Atladık arabalara, doğru Şirzi Köprüsü... Şirzi Köprüsü’nden veya Taş
Yolu’ndan izleyeceğiz. Başından beri aklımda. Yeri gelmişken aklımdakini
irdelemek istiyorum. Arabalarımızla ne diye Kemaliye’ye geliyoruz ki…
Kemaliye’de en çok gelişen ulaşım. Ulaşım önceleri ne kadar kötüyse, şimdi de o
kadar mükemmel. Kendi arabamla gidemeyeceğim yerlere, Kemaliye minibüsleriyle,
otomobilleriyle ulaşılabiliyorum. İstanbul’dan-Kayseri-Malatya tarikiyle
Kemaliye 1300 km. Yorgunluğa, onca riske
değer mi? Uçak, otobüs, tren bizi bekliyor.

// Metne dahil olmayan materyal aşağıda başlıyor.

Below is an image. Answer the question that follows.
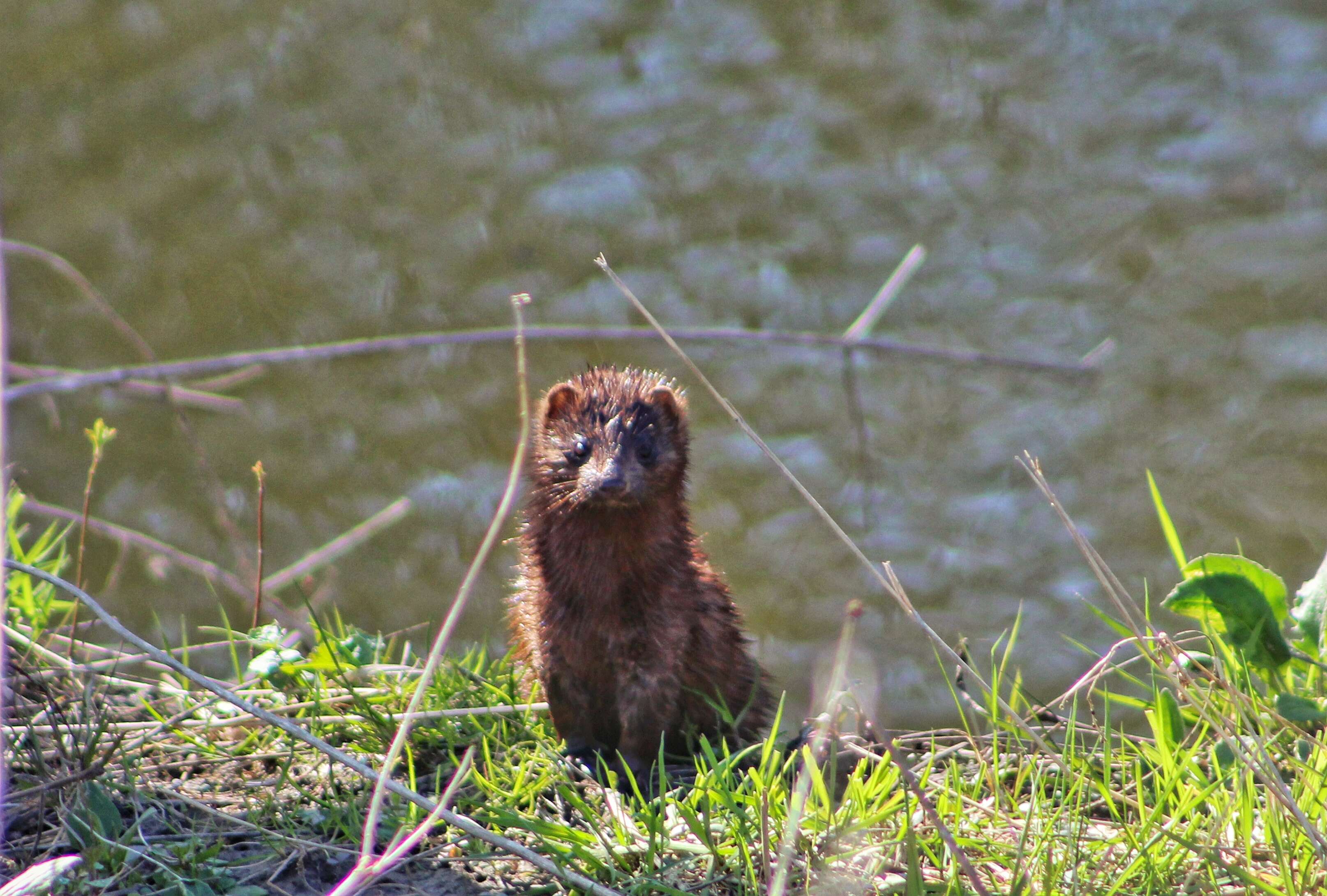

Ha… Nerde kalmıştık? Şirzi Köprüsü’nün beri başına vardık, köprünün
üstünde kalabalık yok. Herhalde, Taş Yolu’nda izleniyor diye düşündük. Taş
Yolu’na giremedik, jandarma astsubayı engelledi, “yasak”. Köprünün üstünden
baktık bir şeyler görünmüyor. O sırada Bağıştaş yönünden akrabalarımız geldi;
"Nerden?”“Sporları izledik. Yukarıda bir düzlük var, oradan rahatça görünüyor. Bitti.”
“Düzlüğü nasıl buldunuz.”
“Kemal biliyormuş, doğru gittik.”
Be gözünü sevdiklerim niçin bir yönlendirme tabelası veya bir görevli
koymazsınız? Niçin anons etmezsiniz? Jandarma “yasak” yerine şuradan, şuraya
gidin diyemez miydi? Bir dolu emek, kötü bir organizasyon.
Sonraki günlerde de ben gitmedim. Doğa sporlarıyla ilgili tek kare
fotoğraf almadım. İki Yol, Bir Su / Kemaliye sitesinin, çoğu Kemaliyeli olmayan
binlerce takipçisi var. Tanıtımda neler kaybedildiğini düşünebiliyor musunuz?
Biz çabalıyoruz, birileri engel çıkarıyor. Birlikte çalışma yerine cart curt…
Dergilere, internet sitelerine sayısız gezi yazıları yazdım, yazıyorum.
Her yazdığım yerin güzelliklerini görür, yazarım. Memleketim olduğu için
Kemaliye’nin eksikliklerini yazıyorum. Kendimce ayna tutuyorum, herkes bir
sonuç çıkarsın diye. Pek aldıran yok galiba. İstiyorum ki, Kemaliye en
mükemmeline layık olsun.
Spor gösterilerini göremedik, dönüyoruz. Oturacağımız, zaman
geçireceğimiz, rahat bir sosyal alan yok. Ne yanımıza dönsek itici bakışlar.
Büyük şehirlerde bizi şarklıyız diye dışlıyorlar, Kemaliye’ye geliyoruz yabancı
muamelesi görüyoruz. Birbirimize yabancılaşmışız. Oysa, biz hemşeriyiz, aynı
topraktanız. Köklerimiz aynı. Akrabayız, hısımız, kardeşiz.
Kemaliye özgün dokusunu koruyarak değişim göstermeli. İlgi çekmeli, merak
edilmeli. Güzelliğini cazip hale getirmeli. Birbirimizle inatlaşarak çözemeyiz.
Akıl akıldan üstündür, müşavere etmeliyiz.